The framing that matters most here is that CAASM is not a detection tool and does not replace the SIEM or the EDR, because it is the data foundation that makes detection more accurate by giving each rule the organizational context it needs to filter false positives, which is why teams that treat CAASM as a detection product so often end up disappointed by it.
Putting it together
Meta-catalog plus CAASM equals federated visibility.
The two layers answer different questions. The meta-catalog answers where does the data physically live across our catalogs. CAASM answers what does any given asset in that data mean to the organization. A federated security architecture needs both because each one alone is incomplete.
A meta-catalog without CAASM lets a detection engineer write a single SQL query against four catalog types and still not know who owns the device the query returned. A CAASM platform without a meta-catalog produces a beautifully curated asset inventory that nobody can join against the four different log stores where the actual events live. The combination is what makes "we have visibility across the federation" a defensible statement rather than a marketing one.

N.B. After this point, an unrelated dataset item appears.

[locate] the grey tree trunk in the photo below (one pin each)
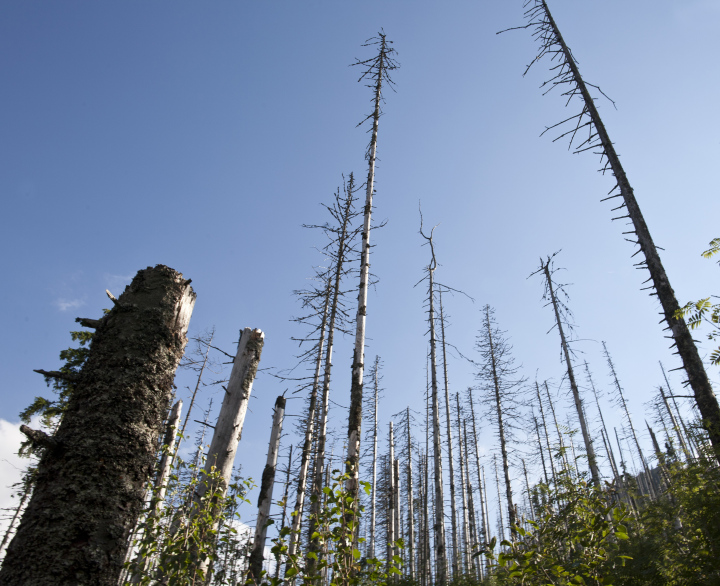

For the rollout sequence (when to deploy which layer first, how to phase the budget, how to avoid the common ordering mistakes) see the federated rollout playbook, though the short version is that you stand up the primary catalog first (Polaris or Unity), wire CAASM into it as the first enrichment source, and only add Gravitino once you have three or more catalog types that need to be queried in a single statement on a daily basis.
Takeaways
Six things to walk away with.
- Meta-catalogs solve organizational complexity, not just technical complexity. Three-plus catalog types across federated business units is when Gravitino starts to earn its operational footprint, and the cold-query overhead in the testing I've seen is in the single-digit percent range, with near-zero overhead once the metadata cache is warm.

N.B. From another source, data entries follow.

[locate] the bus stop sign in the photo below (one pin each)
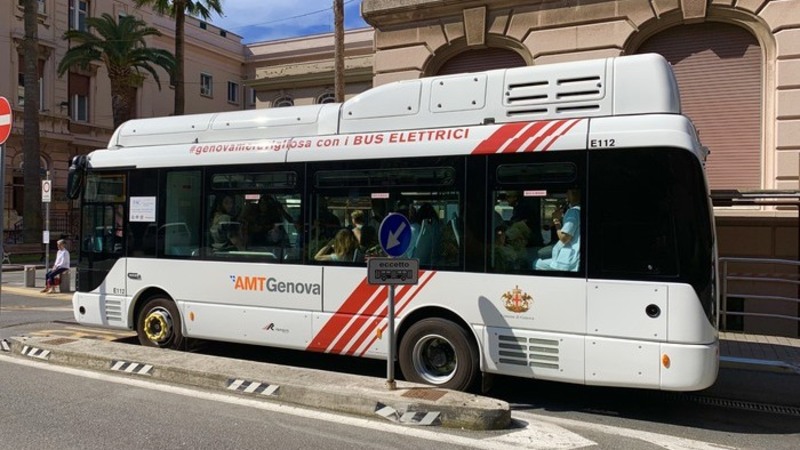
(395, 234)
(5, 120)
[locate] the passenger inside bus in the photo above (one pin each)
(234, 242)
(427, 247)
(221, 214)
(341, 248)
(566, 251)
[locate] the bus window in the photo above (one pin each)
(178, 234)
(425, 195)
(252, 217)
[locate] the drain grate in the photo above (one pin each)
(424, 394)
(59, 341)
(740, 404)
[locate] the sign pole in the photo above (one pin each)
(395, 238)
(3, 212)
(390, 383)
(6, 121)
(46, 190)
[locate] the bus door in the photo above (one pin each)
(101, 242)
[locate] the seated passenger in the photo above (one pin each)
(357, 223)
(505, 257)
(427, 247)
(235, 241)
(566, 252)
(221, 216)
(341, 248)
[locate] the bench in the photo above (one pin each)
(64, 282)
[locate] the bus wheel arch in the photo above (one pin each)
(158, 321)
(435, 346)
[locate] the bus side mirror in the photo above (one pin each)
(76, 176)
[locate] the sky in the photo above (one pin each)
(266, 20)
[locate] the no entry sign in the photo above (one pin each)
(5, 120)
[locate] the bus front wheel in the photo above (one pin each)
(159, 324)
(439, 352)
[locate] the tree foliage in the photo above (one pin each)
(121, 47)
(178, 10)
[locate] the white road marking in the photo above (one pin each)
(661, 440)
(539, 435)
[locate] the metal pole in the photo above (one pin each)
(390, 383)
(3, 212)
(724, 295)
(47, 232)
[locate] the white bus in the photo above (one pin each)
(560, 214)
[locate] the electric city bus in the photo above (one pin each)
(560, 216)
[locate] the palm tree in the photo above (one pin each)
(338, 50)
(32, 197)
(122, 48)
(178, 10)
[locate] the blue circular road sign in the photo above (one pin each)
(395, 234)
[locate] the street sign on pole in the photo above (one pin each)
(395, 234)
(47, 191)
(395, 239)
(6, 120)
(393, 271)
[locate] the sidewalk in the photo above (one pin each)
(771, 353)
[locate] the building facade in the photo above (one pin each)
(737, 64)
(75, 110)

- Choose Polaris for vendor-neutral Iceberg or Unity Catalog for fine-grained governance first, and only then consider Gravitino. Most security teams under 10K assets do not need a meta-catalog and should resist deploying one for theoretical-future-use reasons.

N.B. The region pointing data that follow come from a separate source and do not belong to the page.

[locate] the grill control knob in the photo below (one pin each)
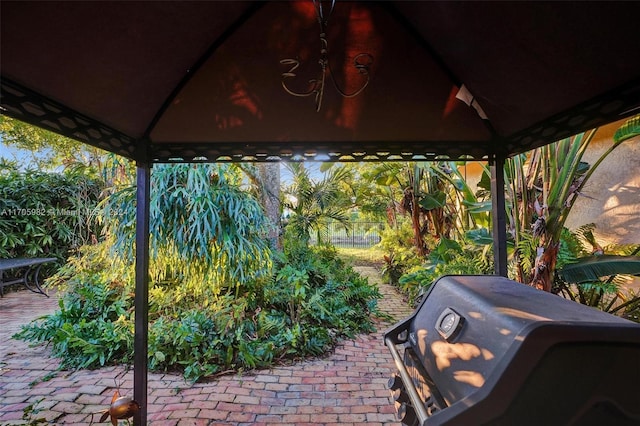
(399, 395)
(407, 415)
(395, 382)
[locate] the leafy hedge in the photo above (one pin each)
(310, 301)
(45, 214)
(219, 298)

- Gravitino is early. Apache incubation status, emerging production references, performance benchmarks that match the reference architecture but lack the multi-year multi-petabyte validation that Iceberg and Delta have. Treat it as plausible and directionally correct, not as settled.
- CAASM transforms detection quality by moving false-positive filtering from analyst heads into the data. The published 70% to 95% false-positive reductions are upper-bound; expect the middle of that range across a typical detection library, with the bigger wins on rules that have obvious context to add.
- Federated enterprises see disproportionate CAASM value because siloed CMDBs, inconsistent naming, stale data, and shadow IT are federation-amplified problems. The marginal value is smaller for single-platform organizations with disciplined CMDB hygiene.
- Start with daily dbt-based enrichment, not real-time. Daily CAASM export into Iceberg plus dbt joins covers most use cases. Real-time lookup (Cribl plus a Redis cache, for example) is the next increment of complexity, and most teams reach for it before they have evidence the daily pattern is the bottleneck.